Parmi les progrès médicaux induits par la Grande guerre, il serait injuste d’oublier les travaux qui permirent à un médecin et biologiste mondialement connu pour ses recherches en cardiologie et sur les greffes d’organes, Alexis Carrel (1873-1944), d’améliorer considérablement l’antisepsie. Exerçant à l’Institut Rockfeller de New York, il avait été récompensé en 1912 par le Prix Nobel de médecine. Mobilisé dès le 2 août 1914, alors qu’il passait des vacances en Anjou, il fut affecté au tri des blessés à Paris où il constata les ravages induits par la gangrène gazeuse sur des plaies traitées trop tardivement en raison du transport. Il put convaincre le ministre de la guerre, Étienne Millerand, de créer une « ambulance » proche du front, à Compiègne, dans un ancien hôtel de luxe : le Rond-Royal. Il s’agissait là d’un véritable hôpital, très bien équipé et disposant de son propre laboratoire de biologie.
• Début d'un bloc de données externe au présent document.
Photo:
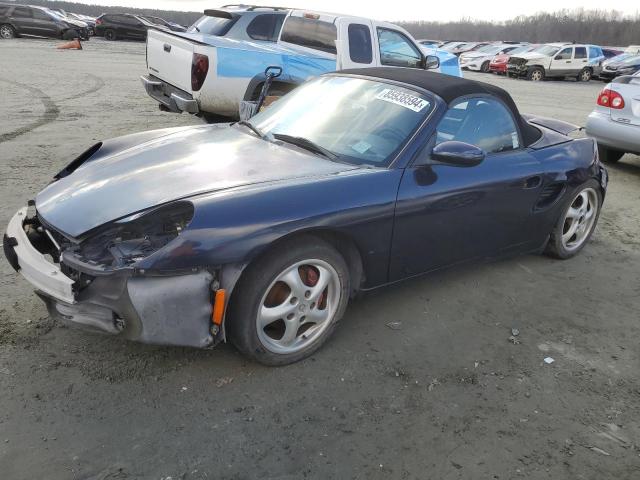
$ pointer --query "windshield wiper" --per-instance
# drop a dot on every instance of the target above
(306, 144)
(253, 128)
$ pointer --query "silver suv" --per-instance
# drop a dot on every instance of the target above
(241, 22)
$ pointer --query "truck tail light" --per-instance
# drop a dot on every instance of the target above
(199, 70)
(610, 98)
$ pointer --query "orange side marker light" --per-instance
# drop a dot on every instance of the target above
(218, 306)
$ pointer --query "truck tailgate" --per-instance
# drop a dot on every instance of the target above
(169, 58)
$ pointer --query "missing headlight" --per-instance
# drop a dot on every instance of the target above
(134, 238)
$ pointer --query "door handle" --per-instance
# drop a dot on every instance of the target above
(532, 182)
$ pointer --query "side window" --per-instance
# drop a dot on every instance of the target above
(40, 15)
(397, 50)
(310, 33)
(22, 12)
(265, 27)
(360, 49)
(565, 54)
(483, 122)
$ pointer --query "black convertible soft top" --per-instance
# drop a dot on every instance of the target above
(449, 88)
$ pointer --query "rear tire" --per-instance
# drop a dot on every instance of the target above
(609, 155)
(535, 74)
(7, 32)
(577, 221)
(585, 75)
(289, 282)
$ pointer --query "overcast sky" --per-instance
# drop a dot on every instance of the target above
(402, 9)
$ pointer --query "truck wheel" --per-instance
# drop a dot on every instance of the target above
(609, 155)
(7, 32)
(70, 34)
(577, 221)
(535, 74)
(585, 75)
(289, 302)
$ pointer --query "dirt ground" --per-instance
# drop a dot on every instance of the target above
(443, 395)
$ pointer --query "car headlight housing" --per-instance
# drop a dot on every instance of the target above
(125, 242)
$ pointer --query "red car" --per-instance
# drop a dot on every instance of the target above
(499, 63)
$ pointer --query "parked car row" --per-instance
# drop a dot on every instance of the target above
(537, 62)
(27, 20)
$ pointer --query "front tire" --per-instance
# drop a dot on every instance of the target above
(577, 222)
(609, 155)
(536, 74)
(7, 32)
(288, 303)
(585, 75)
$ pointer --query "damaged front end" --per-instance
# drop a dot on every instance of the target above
(96, 282)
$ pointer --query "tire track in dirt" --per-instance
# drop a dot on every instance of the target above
(51, 112)
(98, 84)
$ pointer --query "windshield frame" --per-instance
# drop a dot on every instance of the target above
(392, 161)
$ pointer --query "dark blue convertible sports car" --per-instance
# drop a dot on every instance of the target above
(259, 232)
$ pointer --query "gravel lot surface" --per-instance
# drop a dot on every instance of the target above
(443, 395)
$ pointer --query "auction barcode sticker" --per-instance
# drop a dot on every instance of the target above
(403, 99)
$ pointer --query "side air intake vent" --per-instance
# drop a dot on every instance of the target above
(549, 195)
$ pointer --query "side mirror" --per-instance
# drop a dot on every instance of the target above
(458, 153)
(431, 62)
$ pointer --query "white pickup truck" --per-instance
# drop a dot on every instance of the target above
(210, 75)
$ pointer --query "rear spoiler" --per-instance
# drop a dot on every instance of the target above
(565, 128)
(219, 14)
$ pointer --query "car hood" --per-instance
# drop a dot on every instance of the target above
(127, 175)
(75, 23)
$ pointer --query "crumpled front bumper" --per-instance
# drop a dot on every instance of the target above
(161, 309)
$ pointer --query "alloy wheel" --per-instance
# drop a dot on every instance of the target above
(579, 219)
(298, 306)
(6, 32)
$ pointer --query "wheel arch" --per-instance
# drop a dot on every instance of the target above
(231, 274)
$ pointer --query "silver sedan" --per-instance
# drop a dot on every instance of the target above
(615, 122)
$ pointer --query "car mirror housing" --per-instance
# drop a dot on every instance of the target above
(431, 62)
(459, 154)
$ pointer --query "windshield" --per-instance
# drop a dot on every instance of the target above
(380, 117)
(217, 26)
(524, 49)
(548, 50)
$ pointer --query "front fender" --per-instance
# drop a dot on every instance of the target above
(234, 227)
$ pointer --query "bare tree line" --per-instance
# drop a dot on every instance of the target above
(183, 18)
(601, 27)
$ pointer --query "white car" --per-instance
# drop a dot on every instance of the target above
(615, 122)
(559, 60)
(480, 60)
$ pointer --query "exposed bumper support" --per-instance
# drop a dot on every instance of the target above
(45, 276)
(171, 98)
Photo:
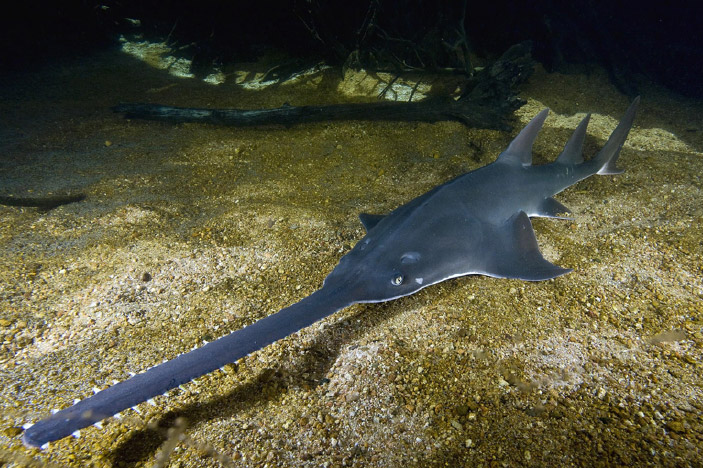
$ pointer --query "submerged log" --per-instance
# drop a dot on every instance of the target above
(488, 103)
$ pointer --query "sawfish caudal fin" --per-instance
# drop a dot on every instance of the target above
(186, 367)
(606, 158)
(520, 149)
(515, 253)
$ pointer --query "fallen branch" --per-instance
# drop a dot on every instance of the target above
(489, 103)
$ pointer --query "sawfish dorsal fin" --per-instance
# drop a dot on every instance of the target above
(573, 151)
(369, 220)
(515, 253)
(520, 149)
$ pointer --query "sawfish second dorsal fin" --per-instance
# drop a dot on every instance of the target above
(520, 149)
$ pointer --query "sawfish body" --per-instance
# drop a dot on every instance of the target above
(477, 223)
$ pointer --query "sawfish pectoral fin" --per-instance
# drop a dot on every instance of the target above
(514, 252)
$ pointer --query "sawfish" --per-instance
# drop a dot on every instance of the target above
(475, 224)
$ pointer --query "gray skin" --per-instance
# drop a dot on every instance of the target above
(477, 223)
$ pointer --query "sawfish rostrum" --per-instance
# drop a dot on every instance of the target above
(477, 223)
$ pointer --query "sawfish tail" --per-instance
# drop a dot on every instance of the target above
(184, 368)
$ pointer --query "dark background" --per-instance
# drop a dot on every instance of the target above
(657, 41)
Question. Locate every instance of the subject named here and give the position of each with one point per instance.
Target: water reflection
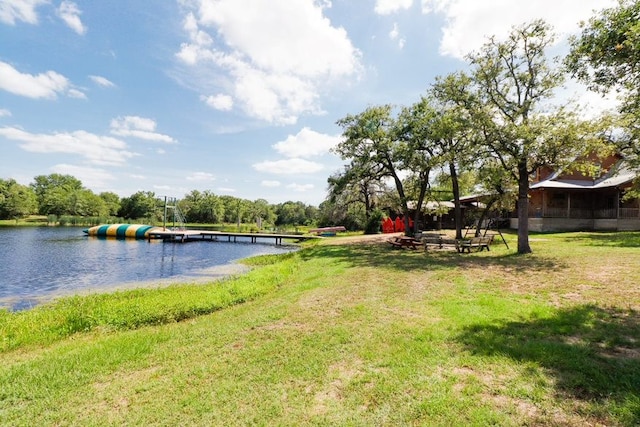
(37, 264)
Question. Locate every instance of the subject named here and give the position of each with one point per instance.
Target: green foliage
(359, 334)
(16, 200)
(141, 205)
(606, 53)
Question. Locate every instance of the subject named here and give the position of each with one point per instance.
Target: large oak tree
(523, 130)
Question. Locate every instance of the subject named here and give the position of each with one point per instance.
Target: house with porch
(573, 201)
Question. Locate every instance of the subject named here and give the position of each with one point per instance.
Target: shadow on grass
(593, 353)
(384, 256)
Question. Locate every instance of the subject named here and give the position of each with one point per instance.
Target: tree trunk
(457, 210)
(523, 210)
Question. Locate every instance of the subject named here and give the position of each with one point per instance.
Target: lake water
(40, 263)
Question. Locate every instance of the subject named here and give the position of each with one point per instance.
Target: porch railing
(629, 213)
(584, 213)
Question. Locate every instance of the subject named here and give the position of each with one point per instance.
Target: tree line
(58, 195)
(501, 121)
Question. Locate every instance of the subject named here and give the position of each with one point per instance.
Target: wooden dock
(183, 236)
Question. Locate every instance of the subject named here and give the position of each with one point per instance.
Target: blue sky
(239, 97)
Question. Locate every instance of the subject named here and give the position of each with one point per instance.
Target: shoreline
(198, 277)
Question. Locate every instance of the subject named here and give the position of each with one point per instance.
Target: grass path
(361, 334)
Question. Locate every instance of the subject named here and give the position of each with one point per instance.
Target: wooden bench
(440, 243)
(478, 243)
(404, 242)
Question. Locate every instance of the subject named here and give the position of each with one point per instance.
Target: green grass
(356, 334)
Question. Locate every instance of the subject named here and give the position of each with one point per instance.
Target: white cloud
(44, 85)
(75, 93)
(470, 22)
(226, 190)
(288, 166)
(270, 184)
(275, 70)
(201, 177)
(387, 7)
(307, 143)
(70, 14)
(96, 149)
(138, 127)
(20, 10)
(102, 81)
(394, 34)
(219, 102)
(94, 178)
(300, 188)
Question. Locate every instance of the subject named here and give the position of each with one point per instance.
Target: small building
(573, 201)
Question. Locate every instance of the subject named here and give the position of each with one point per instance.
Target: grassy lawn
(347, 333)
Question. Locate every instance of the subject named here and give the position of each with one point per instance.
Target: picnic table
(404, 242)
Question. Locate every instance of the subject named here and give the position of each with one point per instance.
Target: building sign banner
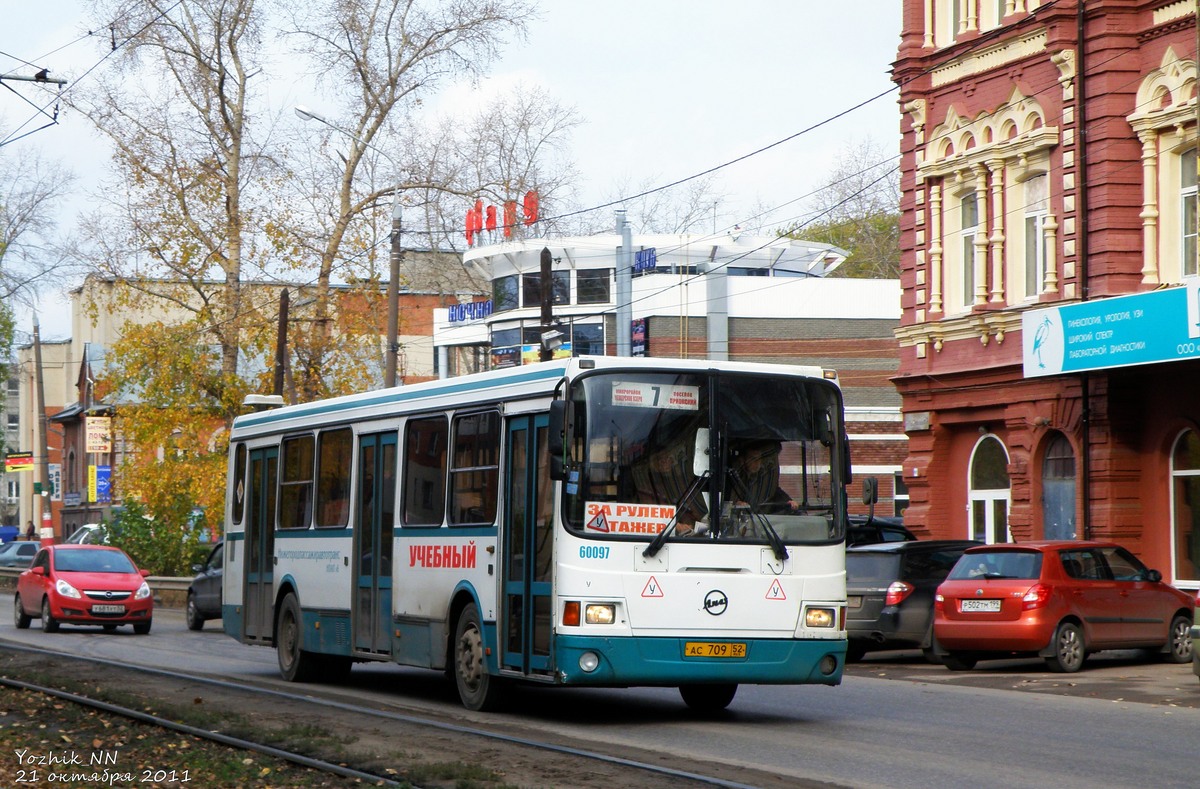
(16, 462)
(55, 471)
(637, 337)
(1139, 329)
(103, 483)
(469, 311)
(100, 434)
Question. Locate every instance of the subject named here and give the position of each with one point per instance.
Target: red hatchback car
(83, 585)
(1060, 601)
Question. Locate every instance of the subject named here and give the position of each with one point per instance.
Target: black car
(204, 592)
(867, 530)
(889, 592)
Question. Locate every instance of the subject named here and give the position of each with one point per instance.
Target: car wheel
(1069, 650)
(195, 621)
(49, 625)
(708, 698)
(295, 664)
(1179, 640)
(19, 618)
(478, 690)
(958, 662)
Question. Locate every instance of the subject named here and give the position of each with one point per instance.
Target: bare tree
(859, 211)
(387, 55)
(177, 110)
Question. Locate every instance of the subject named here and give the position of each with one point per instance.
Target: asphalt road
(895, 722)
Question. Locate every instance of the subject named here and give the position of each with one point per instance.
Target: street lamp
(389, 375)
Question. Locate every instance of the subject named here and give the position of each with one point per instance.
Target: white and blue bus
(586, 522)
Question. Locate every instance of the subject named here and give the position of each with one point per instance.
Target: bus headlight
(600, 614)
(820, 616)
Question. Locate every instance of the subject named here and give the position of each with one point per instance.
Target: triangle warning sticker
(652, 589)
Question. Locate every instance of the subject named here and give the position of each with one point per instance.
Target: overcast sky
(666, 89)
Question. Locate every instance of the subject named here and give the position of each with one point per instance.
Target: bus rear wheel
(478, 690)
(295, 664)
(708, 698)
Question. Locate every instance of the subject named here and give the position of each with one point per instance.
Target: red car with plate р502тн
(83, 585)
(1059, 601)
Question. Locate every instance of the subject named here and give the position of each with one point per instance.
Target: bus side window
(334, 477)
(239, 482)
(425, 471)
(474, 471)
(295, 483)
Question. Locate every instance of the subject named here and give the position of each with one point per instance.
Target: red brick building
(1049, 167)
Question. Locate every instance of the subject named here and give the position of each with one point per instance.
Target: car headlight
(600, 614)
(819, 616)
(66, 589)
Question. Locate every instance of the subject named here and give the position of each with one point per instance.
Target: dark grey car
(889, 592)
(204, 592)
(18, 554)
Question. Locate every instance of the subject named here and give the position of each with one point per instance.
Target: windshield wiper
(773, 537)
(661, 537)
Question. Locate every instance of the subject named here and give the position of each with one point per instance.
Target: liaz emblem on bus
(627, 518)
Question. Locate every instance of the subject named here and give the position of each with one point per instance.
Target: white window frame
(967, 235)
(1037, 211)
(1188, 226)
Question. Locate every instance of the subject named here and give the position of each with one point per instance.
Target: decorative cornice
(1175, 11)
(983, 326)
(988, 58)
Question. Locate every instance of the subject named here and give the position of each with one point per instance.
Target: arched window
(1186, 505)
(1059, 489)
(1188, 212)
(1037, 210)
(970, 229)
(988, 494)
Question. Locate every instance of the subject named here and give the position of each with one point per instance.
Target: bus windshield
(718, 456)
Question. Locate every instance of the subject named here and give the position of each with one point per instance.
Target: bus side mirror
(700, 459)
(557, 440)
(870, 491)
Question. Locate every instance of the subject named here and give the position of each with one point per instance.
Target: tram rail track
(318, 698)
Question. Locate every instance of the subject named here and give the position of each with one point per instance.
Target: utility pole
(547, 309)
(624, 285)
(42, 465)
(281, 344)
(394, 295)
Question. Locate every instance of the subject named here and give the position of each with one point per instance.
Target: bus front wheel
(478, 690)
(295, 664)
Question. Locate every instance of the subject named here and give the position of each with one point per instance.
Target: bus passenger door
(373, 542)
(528, 548)
(259, 592)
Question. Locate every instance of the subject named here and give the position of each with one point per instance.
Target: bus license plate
(714, 649)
Carrel obtint de plus du directeur de la fondation Rockfeller, le docteur Simon Flexner (1863-1946), que fût dépêché pour l’aider un biochimiste d’origine anglaise, désireux d’aider son pays mais trop âgé pour combattre : Henry Drysdale Dakin (1880-1952). Ce dernier commença dès décembre 1914 à tester sur l’animal d’innombrables formulations antiseptiques à l’hôpital Beaujon, dans le service d’un ami de Carrel, le chirurgien Théodore Tuffier (1857-1929) ; il gagna lui-même Rond-Royal en mars 1915.
Les deux hommes améliorèrent les désinfectants à base d’hypochlorite : leur formulation, associant à l’eau de Javel du permanganate de potassium, un oxydant puissant, fut finalisée fin mai 1915. Plus puissante et mieux tolérée que les solutions d’acide phénique ou d’iode, elle faisait merveille après débridement chirurgical des plaies nécrosées, sous un contrôle bactériologique quotidien des tissus auquel Carrel tenait particulièrement. Le « Dakin » irriguait en continu la plaie, à partir d’un flacon surélevé, distribué par de petits tuyaux en caoutchouc perforés au plus profonde des blessures. La surveillance de cette irrigation imposait une présence constante et des infirmières de qualité que Carrel recruta spécialement à Lausanne.
L’action de cet antiseptique sur la gangrène gazeuse fut constaté par l’Américain Harvey W. Cushing (1869-1939), qui exerçait en arrière du front de l’Yser, ou le bactériologiste anglais Almroth Wright (1861-1947), pourtant fort réticent initialement. Elle évita à des milliers de soldats l’amputation.
Le Dakin jalousé.
Cependant, le succès de Carrel lui voua de nombreuses jalousies. Des confrères aussi éminents qu’Auguste Broca (1859-1924) ridiculisèrent ses travaux devant l’Académie : « Et nous apporter cela d’Amérique, laissez-moi rire ! » mais il eut l’intelligence de ne pas prêter flanc aux critiques. Soutenu par d’illustres confrères étrangers dont le docteur Antoine Depage (1862-1925), en Belgique, il fut décoré de l’Ordre de Léopold. Il regagna New York en janvier 1919.
Dakin, quant à lui, s’en était allé œuvrer à Gallipoli dès 1916 pour enrayer la gangrène auprès des « Poilus d’Orient ». Revenu malade, et sûrement désabusé - entre-temps, Carrel s’était largement attribué la découverte du Dakin -, il repartit lui aussi aux États-Unis où il finit sa carrière de chercheur en acceptant un poste de direction au laboratoire Merck.